The Climate Burden on Radiology Systems
Climate change has far-reaching impacts on public health and healthcare infrastructure. Environmental conditions such as heatwaves and air pollution increase the incidence and severity of cardiovascular, respiratory, neurological and infectious diseases, driving up emergency department visits and, consequently, imaging utilisation. For example, short-term heat exposure and particulate pollution have been linked to increased demand for radiography and CT scans. The associated rise in imaging not only burdens healthcare resources but also amplifies GHG emissions, creating a self-perpetuating cycle of environmental degradation and healthcare strain.

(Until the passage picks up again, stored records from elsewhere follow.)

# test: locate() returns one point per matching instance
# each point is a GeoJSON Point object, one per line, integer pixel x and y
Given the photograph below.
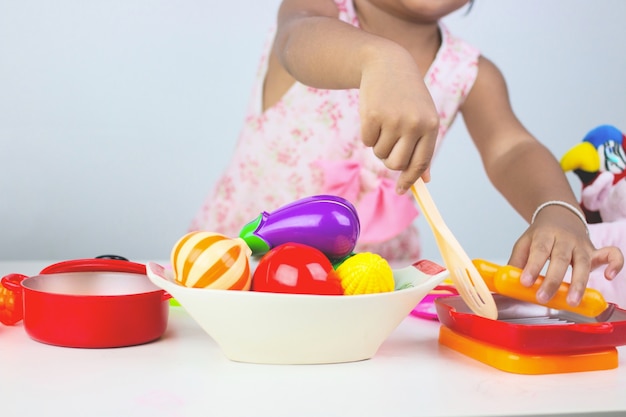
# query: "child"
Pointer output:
{"type": "Point", "coordinates": [344, 76]}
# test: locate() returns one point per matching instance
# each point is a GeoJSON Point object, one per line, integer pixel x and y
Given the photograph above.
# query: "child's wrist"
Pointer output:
{"type": "Point", "coordinates": [563, 204]}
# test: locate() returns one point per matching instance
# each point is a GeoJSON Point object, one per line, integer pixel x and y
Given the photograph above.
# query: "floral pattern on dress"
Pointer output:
{"type": "Point", "coordinates": [276, 160]}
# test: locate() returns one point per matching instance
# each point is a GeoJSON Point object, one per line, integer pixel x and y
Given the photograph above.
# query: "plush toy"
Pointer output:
{"type": "Point", "coordinates": [599, 161]}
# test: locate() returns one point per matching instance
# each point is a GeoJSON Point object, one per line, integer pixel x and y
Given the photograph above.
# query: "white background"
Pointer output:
{"type": "Point", "coordinates": [116, 117]}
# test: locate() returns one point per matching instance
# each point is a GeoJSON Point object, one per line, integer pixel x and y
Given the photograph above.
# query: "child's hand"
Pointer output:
{"type": "Point", "coordinates": [561, 239]}
{"type": "Point", "coordinates": [398, 117]}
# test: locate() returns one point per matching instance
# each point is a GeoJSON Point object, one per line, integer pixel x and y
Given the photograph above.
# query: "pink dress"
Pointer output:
{"type": "Point", "coordinates": [310, 143]}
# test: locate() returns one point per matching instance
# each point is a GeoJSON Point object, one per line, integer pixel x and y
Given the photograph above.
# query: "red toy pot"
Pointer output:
{"type": "Point", "coordinates": [90, 303]}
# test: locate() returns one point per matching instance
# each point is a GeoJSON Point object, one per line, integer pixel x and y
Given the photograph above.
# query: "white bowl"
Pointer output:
{"type": "Point", "coordinates": [260, 327]}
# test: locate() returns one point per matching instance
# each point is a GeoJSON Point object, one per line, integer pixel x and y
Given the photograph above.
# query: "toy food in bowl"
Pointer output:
{"type": "Point", "coordinates": [211, 260]}
{"type": "Point", "coordinates": [278, 328]}
{"type": "Point", "coordinates": [365, 273]}
{"type": "Point", "coordinates": [296, 269]}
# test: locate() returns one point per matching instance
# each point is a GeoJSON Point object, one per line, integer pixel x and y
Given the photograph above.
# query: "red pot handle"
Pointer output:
{"type": "Point", "coordinates": [11, 307]}
{"type": "Point", "coordinates": [95, 264]}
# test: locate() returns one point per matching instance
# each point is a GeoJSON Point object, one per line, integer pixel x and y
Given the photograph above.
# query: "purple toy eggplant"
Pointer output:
{"type": "Point", "coordinates": [326, 222]}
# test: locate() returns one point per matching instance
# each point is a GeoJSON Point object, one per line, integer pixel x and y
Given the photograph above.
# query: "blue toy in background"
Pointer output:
{"type": "Point", "coordinates": [601, 150]}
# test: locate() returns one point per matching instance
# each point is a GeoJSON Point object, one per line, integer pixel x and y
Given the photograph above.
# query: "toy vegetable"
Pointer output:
{"type": "Point", "coordinates": [325, 222]}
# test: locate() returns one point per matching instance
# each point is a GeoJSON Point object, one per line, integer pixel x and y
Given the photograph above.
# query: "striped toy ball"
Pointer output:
{"type": "Point", "coordinates": [211, 260]}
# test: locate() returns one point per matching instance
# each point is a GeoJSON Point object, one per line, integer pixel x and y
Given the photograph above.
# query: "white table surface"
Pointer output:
{"type": "Point", "coordinates": [185, 374]}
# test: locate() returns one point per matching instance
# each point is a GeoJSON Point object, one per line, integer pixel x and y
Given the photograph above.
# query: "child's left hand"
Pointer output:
{"type": "Point", "coordinates": [562, 241]}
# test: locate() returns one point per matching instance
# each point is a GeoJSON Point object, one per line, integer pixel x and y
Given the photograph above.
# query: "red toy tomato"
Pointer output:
{"type": "Point", "coordinates": [297, 269]}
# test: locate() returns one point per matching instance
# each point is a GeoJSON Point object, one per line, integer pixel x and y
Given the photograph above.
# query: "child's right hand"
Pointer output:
{"type": "Point", "coordinates": [398, 117]}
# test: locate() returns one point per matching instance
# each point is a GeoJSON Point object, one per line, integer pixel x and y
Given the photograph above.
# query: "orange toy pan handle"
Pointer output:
{"type": "Point", "coordinates": [505, 280]}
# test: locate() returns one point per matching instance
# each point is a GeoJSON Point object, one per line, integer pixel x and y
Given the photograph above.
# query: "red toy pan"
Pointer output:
{"type": "Point", "coordinates": [87, 303]}
{"type": "Point", "coordinates": [531, 328]}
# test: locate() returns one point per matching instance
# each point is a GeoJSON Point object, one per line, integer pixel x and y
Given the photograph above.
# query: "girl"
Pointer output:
{"type": "Point", "coordinates": [354, 97]}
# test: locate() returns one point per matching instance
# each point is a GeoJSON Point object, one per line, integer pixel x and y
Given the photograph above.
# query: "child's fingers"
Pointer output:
{"type": "Point", "coordinates": [419, 163]}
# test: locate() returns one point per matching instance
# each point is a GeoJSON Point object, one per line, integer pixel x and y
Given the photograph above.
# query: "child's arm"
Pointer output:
{"type": "Point", "coordinates": [398, 117]}
{"type": "Point", "coordinates": [528, 175]}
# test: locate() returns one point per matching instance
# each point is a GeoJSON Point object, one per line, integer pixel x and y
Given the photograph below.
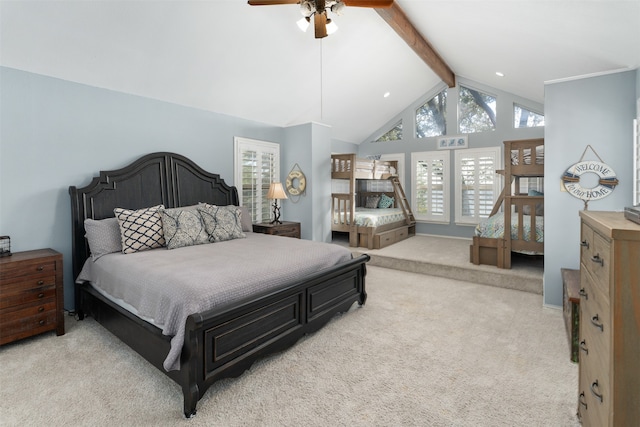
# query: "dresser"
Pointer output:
{"type": "Point", "coordinates": [31, 294]}
{"type": "Point", "coordinates": [609, 380]}
{"type": "Point", "coordinates": [286, 228]}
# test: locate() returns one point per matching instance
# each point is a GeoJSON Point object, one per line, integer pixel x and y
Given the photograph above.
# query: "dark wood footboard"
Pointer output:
{"type": "Point", "coordinates": [225, 343]}
{"type": "Point", "coordinates": [220, 343]}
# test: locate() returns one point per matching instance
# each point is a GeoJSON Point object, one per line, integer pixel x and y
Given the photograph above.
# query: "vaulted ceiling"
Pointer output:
{"type": "Point", "coordinates": [253, 62]}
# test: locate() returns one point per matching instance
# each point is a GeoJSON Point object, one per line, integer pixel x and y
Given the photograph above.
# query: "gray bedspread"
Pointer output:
{"type": "Point", "coordinates": [166, 286]}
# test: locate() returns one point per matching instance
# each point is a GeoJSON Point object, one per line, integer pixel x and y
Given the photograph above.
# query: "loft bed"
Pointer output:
{"type": "Point", "coordinates": [373, 219]}
{"type": "Point", "coordinates": [249, 313]}
{"type": "Point", "coordinates": [521, 212]}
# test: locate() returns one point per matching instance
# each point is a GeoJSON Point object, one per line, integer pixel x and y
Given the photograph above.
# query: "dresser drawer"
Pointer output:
{"type": "Point", "coordinates": [27, 326]}
{"type": "Point", "coordinates": [26, 296]}
{"type": "Point", "coordinates": [34, 308]}
{"type": "Point", "coordinates": [18, 270]}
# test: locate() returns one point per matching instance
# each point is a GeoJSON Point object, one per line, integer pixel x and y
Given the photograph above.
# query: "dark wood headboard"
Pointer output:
{"type": "Point", "coordinates": [157, 178]}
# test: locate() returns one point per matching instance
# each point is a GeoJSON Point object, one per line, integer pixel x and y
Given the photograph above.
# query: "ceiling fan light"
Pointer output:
{"type": "Point", "coordinates": [337, 8]}
{"type": "Point", "coordinates": [331, 27]}
{"type": "Point", "coordinates": [307, 8]}
{"type": "Point", "coordinates": [303, 24]}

Additionally, climate-related disruptions are financially taxing. In the United States, climate-sensitive events have led to billions in healthcare expenditures. Radiology departments must also contend with disparities in health outcomes, as climate change disproportionately affects vulnerable populations, including low-income communities and those in low- and middle-income countries. These realities highlight the urgency for radiology to address both environmental sustainability and health equity in its strategic planning.
Operational Strategies: Learning from Crisis and Building Responsiveness
Radiology’s future resilience can be strengthened by applying lessons from the COVID-19 pandemic and other health emergencies. The pandemic demonstrated the potential for swift, large-scale behavioural and operational changes. From lockdown protocols to global supply chain adaptations, healthcare systems learned to operate under duress, and similar agility is needed to face the climate crisis. In radiology, this means integrating disaster preparedness into routine operations, establishing flexible supply chains and ensuring continuity of care during environmental emergencies.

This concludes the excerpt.